Open bpfoley opened 4 years ago
Comment from amfv:
I think this would be painful to do with qualified imports, because bsc makes the assumption that it can reach across package boundaries using explicit qualification in many places.
However, I think there might be a shortcut for the more common case of selective unqualified imports. I think it the compiler makes up on-the-fly a new package that imports the original package and exports only the selected identifiers, then the original package will be available (qualified) as other parts of bsc expects and only the selected identifiers will be added to the symbol table unqualified.
it the compiler makes up on-the-fly a new package
It doesn't need to be that complicated. BSC has a symbol table that defines whether a name is in scope: only keys in the map are in scope. When compiling package A that imports package B, BSC starts with an empty symbol table and populates it with the names from package B (inserting first the qualified name and then the unqualified name). Then BSC adds the names defined in package A, first the qualified and then the unqualified. If package A defines a name that shadows a name also in B, that is implemented by overwriting B's entry in the symbol table.

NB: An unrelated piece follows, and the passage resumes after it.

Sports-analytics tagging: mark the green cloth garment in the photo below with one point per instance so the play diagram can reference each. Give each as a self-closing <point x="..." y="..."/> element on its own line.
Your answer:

If package B is imported qualified, that is implemented by only inserting the qualified names into the table. That decision is made for the whole package, but BSC could easily filter individual names.

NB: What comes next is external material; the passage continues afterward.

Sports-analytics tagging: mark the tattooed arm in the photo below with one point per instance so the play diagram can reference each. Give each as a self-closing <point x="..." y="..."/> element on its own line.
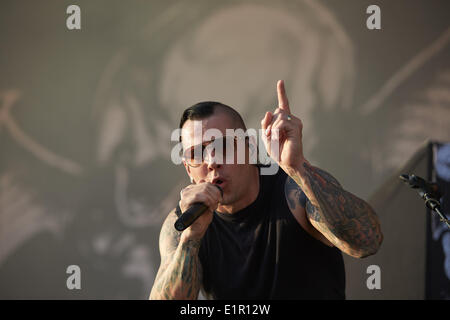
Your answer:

It would also be easy to add the qualified names with a renamed qualifier.
Not inserting the original qualified name may not be possible, though, as amfv notes:
I think this would be painful to do with qualified imports, because bsc makes the assumption that it can reach across package boundaries using explicit qualification in many places.
This can be seen in the following situation: If package A only imports B, and B imports C, then code in package A can refer to code in package C by qualifying the name (C::var
in BSV or C.var
in BH/Classic). This should not be allowed! But there is (or was?) a need for the qualified names to be available. And so, when constructing the symbol table, BSC not only inserts package B's names (qualified and unqualified) but also inserts all of package C's names (qualified only). Similarly, if package A wanted to hide a name from B when importing it, BSC could respect that by not inserting the unqualified name into the table, but BSC may still need to insert the qualified name, which would not be hidden.
I'd like to understand what needs this assumption, though. Does anything actually need it prior to elaboration? The elaboration process needs a symbol table that maps names (all qualified at this point) to their definitions, and it needs to contain the names from all packages in the dependency tree, because references from A to imported B names will be inlined with code from B that may contain references to C names.
But prior to elaboration, during the typecheck stage, what prevents BSC from using a symbol table that only has the names in scope for package A? Could it be that it was needed at one time, but is no longer needed? Also, I recall that BSC rebuilds the symbol table a few times, in those early stages (or did at one time), so I'd want to look up what's going on there -- and whether it adds further complications.
Bluespec allows packages to be imported qualified or unqualified, but doesn't allow packages to be renamed or symbols from a package to be hidden.
These imports are possible
Haskell allows considerably more complex imports with a variety of qualification, renaming, hiding and selective imports as can be seen at https://wiki.haskell.org/Import
A subset of these features would definitely be useful.